Many times we say we are certain of a fact or incident, but we are not able to justify why we are certain of it. With religion we say we are certain of our beliefs, yet we cannot base our beliefs on solid evidence that we can truly know to be certain. Our certainty comes from with-in us and then only what we believe to be certain. Therefore, it figures it may not be certainty at all. To be fair, we can say there are various degrees of certainty, and what we believe may fall into one of those levels.

Principal Doctrines

The belief among many philosophers is that there are two kinds of statements that admit certainty. First, those asserting claims of reason and second, those expressing immediate experience. However, this like many other controversial issues is still held with much difference of detail and skepticism. Those famous for positions of skepticism in the past would be namely Pyrro and Timon. On the reverse scale, those associated with the unskeptical positions would be Aristotle, Aquinas, Descartes, Spinoza, Locke, Leibniz, Berkeley, Hume, Kant, and Mill. Of all these the Pyrrhonist held the most skeptical position, to say that not only was certainty was ultimately achievable, but also that it was achievable in every type of situation. However, on the other extreme we find that no statement can be viewed as certain, and therefore we must ask ourselves what are the terms "certain" and "uncertain" in the first place. It could be that we have developed them to make up for our own area of unknowing and unbelief, or on the reverse side, our stated knowledge and belief.

Something to thing about in regard to certainty;

"We need not reflect long to see that there is no question of the tone middle C being soluble or not being soluble in water, for a tone is not a sort of thing about which one may ask in reference to solubility.

Skepticism as to Reason

As claims of reason become more complex, the likelihood of certainty becomes less likely to be defined. In simple form it is easier to diagnose whether a claim of reason is or is not certain. Certainty can often be defined by the laws of logic. A2+2 =4. is a plain logical truth. To believe otherwise would be to reject the fundamental principles of logic. It becomes skeptical when demonstrations are needed to explain the reasoning instead of an instant understanding of the concepts.

Certainty exists in both claims of reasoning, the drawing of conclusion from known facts and in statements of immediate experience, coming to a conclusion from a demonstration. The problem with a statement of immediate experience is that it can only provide an illustration, it can not provide evidence. It will give a visual aid of what happened but not actual data.
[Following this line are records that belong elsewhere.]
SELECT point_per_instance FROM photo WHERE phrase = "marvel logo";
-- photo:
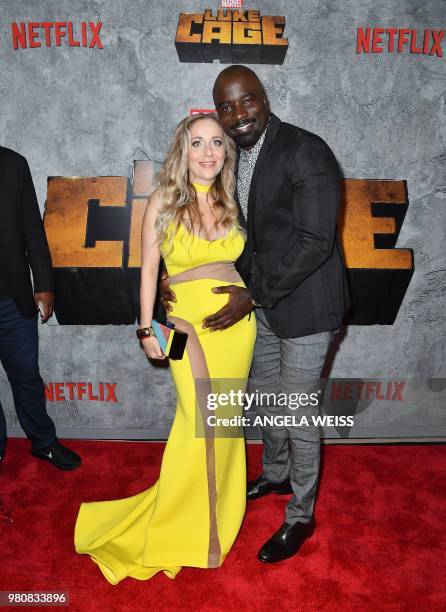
(231, 3)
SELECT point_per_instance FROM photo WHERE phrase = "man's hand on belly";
(238, 306)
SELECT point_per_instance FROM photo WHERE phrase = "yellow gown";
(192, 514)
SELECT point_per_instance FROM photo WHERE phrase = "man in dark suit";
(23, 245)
(288, 194)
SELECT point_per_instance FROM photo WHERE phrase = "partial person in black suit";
(288, 192)
(23, 245)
If I claimed to have seen what looked like a UFO from outerspace flying in the sky, I can not be certain unless I gathered facts about where the UFO had come from.
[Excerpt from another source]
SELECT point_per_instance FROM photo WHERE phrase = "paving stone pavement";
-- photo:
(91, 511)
In a demonstration there is much more room for error. If a car turns a corner on an icy road going 100 miles an hour it is not 100 percent true the car will crash. If the claim is to be proven in an experiment, a car may crash every time, but that does not necessarily mean that a car is certain to crash. The likely hood of certainty increases after repeated trials. Accuracy is greater when taken from a greater number of trial samples. If what is claimed to be certain does occur in the first trial it may not occur in the fifth trial, which therefor would disprove the theory.

There are problems with the theory of repetition. A trial can be given an infinite number of times. The car may crash every time in a trial given a million times, but yet one can not be certain that it is not a phenomenon the car has crashed in each trial. Repetitious trials for complex theories of reason may disprove the existence of certainty. With an infinite number of trials results can not be definite to prove a claim of reason.